Career Bridgers
A mobile app designed to help students get ahead in their careers.
Career Bridgers aims to offers courses along with freelancing projects so that students can learn, get work experience, and make money at the same time.
Challenge
The idea of Career Bridgers surfaced while talking to a few online learners who expressed that although they are eager to learn and get ahead in their careers, they often find it difficult to complete their courses. Many online courses offer abundance of learning material, but students tend to find it hard to feel a sense of purpose without any applied knowledge, leading to the abandonment of the entire course before completion.
How might we make learners feel proud of what they have accomplished at the end of a course?
Objective
Design a mobile app that allows students to work in jobs that coincides with the skills they are developing in their program.
Design a digital experience that is easy and delightful to use
Researching the problem space
There are numerous online learning resources that help individuals learn skills to further their career development. But majority of courses are not completed.
Research Goals
What makes a fulfilling online learning experience
What motivates them to complete a course
Why they’ve stopped the learning in the past
Interviewing users on their online learning experiences
“What causes someone to abandon an online course?” to answer this question, I conducted several interviews via Google Meet to learn about:
How an online course fits into their daily life and overall career objectives
How they prioritize their to dos
User interviews revealed two key insights:
Don’t see an immediate return in the learning
Users will prioritize activities in their day that has an immediate return in their career advancement. This makes it hard to dedicate themselves to an on going self directing learning course.
Lose motivation when there’s no applied knowledge
The course material becomes boring when the student isn’t able to apply their learning in real life projects.
“I enjoy learning, but I need something that will hold me accountable and that will allow me to have proven applied knowledge at the end of the course.” -M
User interview research shows that the average completion rate of online courses is as low as 3%
Building user empathy
The user interviews gave me a better understanding of who the users were and how they might use an online learning app. I focused on expanding those findings into concrete visualizations that would help me empathize with users and define the product.
Persona Development
Based on patterns from my user insights I developed two personas - a life style entrepreneur and aesthetician who is eager to continuously develop their skills through various self directing online learning and be able to apply their knowledge with engaging clients
“I would like to have proven applied knowledge by the end of a course, because credentials alone are not enough of a reward” -T
Design and Prototype
A linear approach was used in the design process. Given the limited time constraints, I extracted the main findings from my interviews and implemented features that had the highest priority. Career Bridgers’ main objective would be to allow users to find real work experience in relation to the skills that they are learning in their online courses.

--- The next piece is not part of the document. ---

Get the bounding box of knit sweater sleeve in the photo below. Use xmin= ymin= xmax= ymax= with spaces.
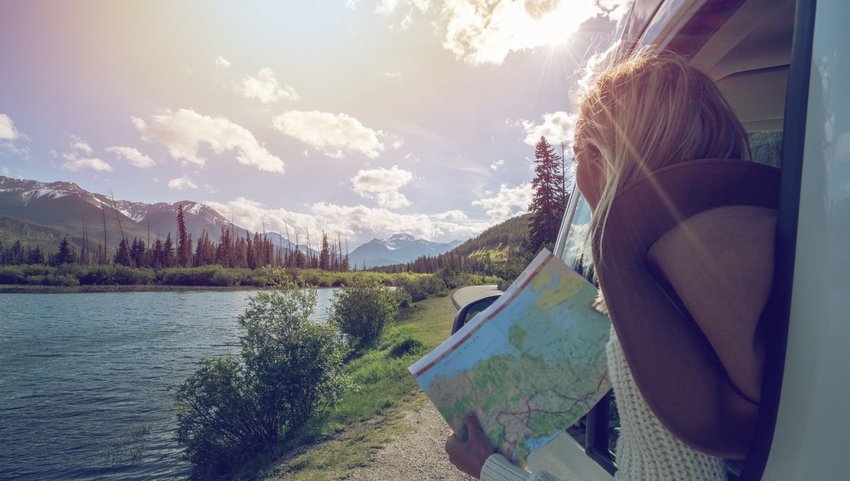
xmin=481 ymin=454 xmax=559 ymax=481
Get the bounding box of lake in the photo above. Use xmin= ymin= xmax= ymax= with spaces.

Main app features that will help achieve this objective:
Search a job on the catalog or through a search function
Apply for the job
Submit deliverables for the job
Mid-Fidelity Wireframes
Key screens that will support these features:
Dashboard
Job catalog
Specific job detail screen
Using color and balance to portray Career Bridger’s brand values
Focusing on a light violet that portrays light heartedness with a contemporary feel, while projecting quality and trustworthiness. The ivory creates a harmonious counter balance to complement the violet.
Test and iterate
Five moderated usability tests were conducted through Google Meet. The objective of the test is to assess Career Bridger’s overall usability and effectiveness, to identify obstacles to completing vital tasks, overall pain points, and to identify participants’ impressions of using the product to complete key tasks.
Research Questions
How successfully are users able to find a specific job and sign up for it?
How do users feel about the amount of time and steps required to go through signing up and submitting a deliverable?
What steps do users take when searching for a job?
Tasks to Test:
Search for a job
Apply to a job
Submit a deliverable to a client
Challenges with testing:
The dashboard is more complicated than I imagined. Because it is such a central hub for many interactions, it had more room for differing interpretations.
There were very differing interpretations for the summary navigation on the dashboard.
Many didn’t think the summary navigation was clickable.
Once users clicked on the right button from the dashboard, the flows were very straight forward to every user.
Simplifying the naming conventions of key navigation buttons on the dashboard, here are the revisions:
Revisions and final wireframes
Original dashboard
Revised dashboard
Project Reflection
User testing shows that people like to feel a sense of familiarity and predictability. Users tend to prefer visual elements and written content that is presented with clarity and elements that they can recognize. The dashboard would need further testing before solidifying into higher fidelity. Priority should be put on items where there are completely different interpretations among users.
Next steps:
Test the main usage of the dashboard - card sorting activity for just the dashboard to get the best naming conventions and visual design choices
Linking skills learned in their courses to the job experience that they are applying for
Conduct additional interview to find out ways to bridge what the user is learning to the work experience in order to get the most satisfaction out of a learning journey
Conclusion:
While there are many factors that impact users’ satisfaction in their online learning journey, Career Bridgers can address the main issue driving low completion rates. By offering real job experience alongside their studies, students would be more inclined to continue their courses until the end.